Once a novel has been annotated, we create detailed character networks to map the society of the novel. A node is created for each character in the novel’s character dictionary. Then we tokenise each chapter in the previously-annotated text of the novel, and count all co-occurrences of pairs of character definitive names. Note that we choose to use all co-occurrences rather than only considering direct conversation between a pair of characters, as this allows us to capture a wide variety of types of interactions and associations between characters. We then create a weighted character network for the chapter, where an edge exists between a pair of characters if they co-occurred at least once during the chapter. The weight on the edge corresponds to the number of co-occurrences between the pair. An example of a small character network for Chapter 6 of Oliver Twist is shown below. A thicker edge indicates thats two characters co-occurred more frequently in that chapter.
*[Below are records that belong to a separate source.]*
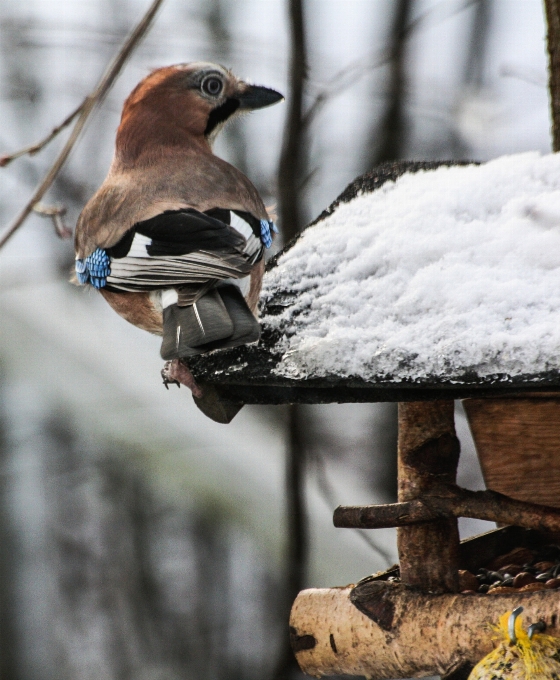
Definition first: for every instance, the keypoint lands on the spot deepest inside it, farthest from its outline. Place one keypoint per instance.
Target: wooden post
(553, 41)
(384, 630)
(428, 452)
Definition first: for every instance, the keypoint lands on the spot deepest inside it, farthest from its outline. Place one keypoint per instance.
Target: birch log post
(384, 630)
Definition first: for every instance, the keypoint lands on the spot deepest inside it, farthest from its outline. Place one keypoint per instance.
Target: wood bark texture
(553, 42)
(517, 442)
(428, 452)
(445, 501)
(384, 630)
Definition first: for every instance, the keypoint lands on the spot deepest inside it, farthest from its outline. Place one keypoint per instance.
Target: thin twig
(35, 148)
(355, 70)
(55, 213)
(87, 107)
(326, 490)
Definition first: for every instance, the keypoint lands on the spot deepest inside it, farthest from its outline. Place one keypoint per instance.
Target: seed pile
(521, 570)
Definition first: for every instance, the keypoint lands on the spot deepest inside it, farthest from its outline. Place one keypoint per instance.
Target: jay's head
(185, 103)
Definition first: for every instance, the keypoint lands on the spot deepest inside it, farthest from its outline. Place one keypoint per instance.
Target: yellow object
(520, 655)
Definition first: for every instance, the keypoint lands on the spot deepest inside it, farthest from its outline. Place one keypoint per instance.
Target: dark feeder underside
(429, 500)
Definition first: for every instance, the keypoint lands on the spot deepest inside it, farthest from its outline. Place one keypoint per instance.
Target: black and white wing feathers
(185, 248)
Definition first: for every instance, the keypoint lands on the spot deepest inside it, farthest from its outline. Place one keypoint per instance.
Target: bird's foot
(175, 372)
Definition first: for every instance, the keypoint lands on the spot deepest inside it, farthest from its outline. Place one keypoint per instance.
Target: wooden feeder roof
(421, 281)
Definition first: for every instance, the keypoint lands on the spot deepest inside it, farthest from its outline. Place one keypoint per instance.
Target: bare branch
(352, 72)
(35, 148)
(450, 501)
(55, 213)
(87, 107)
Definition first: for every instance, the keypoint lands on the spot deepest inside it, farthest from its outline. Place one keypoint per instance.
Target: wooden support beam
(428, 452)
(450, 501)
(552, 8)
(385, 630)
Once we have processed each chapter, we construct an overall character network for the entire novel by combining the networks from all chapters. In this overall network, the weight on an edge corresponds to the total number of co-occurrences between the pair across all chapters.

Network Visualisation

To actually visualise the resulting character networks, we use the open source tool Gephi, applying a force directed layout. A number of different example networks are shown below for four well known novels from Charles Dickens, Bram Stoker, Arthur Conan Doyle, and James Joyce respectively. In each case, we show the top 20 most prominent characters, as ranked by their weighted degree (i.e. the sum of the weights on the edges connected to them). The size and colour of each node is also proportional to the weighted degree.

oliver_twist-top20-poster dracula-top20-poster
hound_of_the_baskervilles-top20-poster portrait-top20-poster

Further Analysis

Representing literary works in network form allows us to explore texts from authors such as Joyce and Dickens in a way that is independent of language and give us a “birds eye” visualisation that is accessible to non-experts. It also allows us to benefit from existing research, in areas such as community detection and ego network analysis, potentially providing new tools in the practice of distant reading. By adding attribute information, such as gender and class, to nodes and edges, we can also make interesting comparisons between novels from different authors and genres. We aim to use these character networks to explore and test a range of existing literary hypotheses, and also make these novels more accessible to students and researchers.